AB 104 Introduction
September 20, 2015
Download the AB 104 Handbook (PDF)
On June 24, 2015 Governor Jerry Brown signed into law Assembly Bill 104, the major education trailer bill that accompanied the state’s 2015‐16 state budget. This measure includes the section that defines the state’s expectations for its new Adult Education Block Grant program.
This handbook provides a roadmap for both understanding the provisions of AB 104 as well as the initial expectations for the three‐year implementation plan. Additionally, this document provides the following summary of AB 104: overview; background; major changes to adult education; a summary of the AB 104 adult education provisions; actual language of relevant adult education/consortium provisions of AB 104; other AB 104 provisions that link to adult education; necessary initial actions that an individual consortium should consider based on the expectations of the state legislature and the Governor.

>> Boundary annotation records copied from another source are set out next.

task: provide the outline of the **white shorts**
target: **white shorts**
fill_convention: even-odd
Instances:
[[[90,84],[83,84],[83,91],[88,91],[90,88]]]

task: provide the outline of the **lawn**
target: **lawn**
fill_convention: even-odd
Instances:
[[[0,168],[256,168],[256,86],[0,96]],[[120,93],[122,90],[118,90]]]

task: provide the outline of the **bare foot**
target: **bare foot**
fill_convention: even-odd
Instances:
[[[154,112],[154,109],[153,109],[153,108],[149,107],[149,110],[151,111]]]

As background, Assembly Bill 104 is the major education trailer bill that accompanied Assembly Bill 93, the 2015‐16 state budget bill. AB 104 includes a segment on the enactment of the Adult Education Block Grant that represents the actualization of planning begun with the passage of Assembly Bill 86 in 2013. AB 86 provided $25 million to 70 consortia statewide to support the development of regional adult education consortium plans with a focus on expanding and improving opportunities for education and workforce services for adults.

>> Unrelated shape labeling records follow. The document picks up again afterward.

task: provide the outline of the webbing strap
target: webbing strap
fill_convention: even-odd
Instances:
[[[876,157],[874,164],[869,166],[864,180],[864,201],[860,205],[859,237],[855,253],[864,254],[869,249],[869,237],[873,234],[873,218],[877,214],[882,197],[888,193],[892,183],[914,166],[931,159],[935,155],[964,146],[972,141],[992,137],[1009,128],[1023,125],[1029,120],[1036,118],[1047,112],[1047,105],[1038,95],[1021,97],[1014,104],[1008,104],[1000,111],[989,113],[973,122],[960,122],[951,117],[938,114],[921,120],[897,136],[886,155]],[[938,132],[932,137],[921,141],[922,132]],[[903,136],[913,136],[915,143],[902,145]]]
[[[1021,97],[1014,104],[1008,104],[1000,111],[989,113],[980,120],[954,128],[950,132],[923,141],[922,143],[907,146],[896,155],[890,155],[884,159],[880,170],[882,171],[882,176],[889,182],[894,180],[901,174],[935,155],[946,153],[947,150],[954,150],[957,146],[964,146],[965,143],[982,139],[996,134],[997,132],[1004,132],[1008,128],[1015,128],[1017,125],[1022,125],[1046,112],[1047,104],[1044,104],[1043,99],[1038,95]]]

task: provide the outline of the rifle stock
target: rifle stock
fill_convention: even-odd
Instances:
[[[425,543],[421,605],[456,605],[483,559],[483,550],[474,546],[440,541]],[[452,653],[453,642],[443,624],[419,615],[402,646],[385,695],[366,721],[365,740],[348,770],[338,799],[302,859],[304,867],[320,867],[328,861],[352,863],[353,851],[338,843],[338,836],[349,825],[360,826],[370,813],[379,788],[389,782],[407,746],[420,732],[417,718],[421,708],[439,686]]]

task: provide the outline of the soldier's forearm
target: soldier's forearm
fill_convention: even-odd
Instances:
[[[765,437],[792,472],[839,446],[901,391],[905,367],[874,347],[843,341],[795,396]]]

Beginning July 1, 2013, K‐12 adult education programs were funded at the 2012‐13 level for two years. During this period, AB 86 consortia, consisting of school districts and community college districts, developed regional education and workforce service plans for adults. AB 86 also included the commitment of the state legislature to fund adult education at the conclusion of the planning period June 30, 2015.
The Adult Education Block Grant program in AB 104 represents the 2015/16 transition from the planning that took place with AB 86 to the actualization of a new California adult education program supported with $525 million, more than any other state in the nation.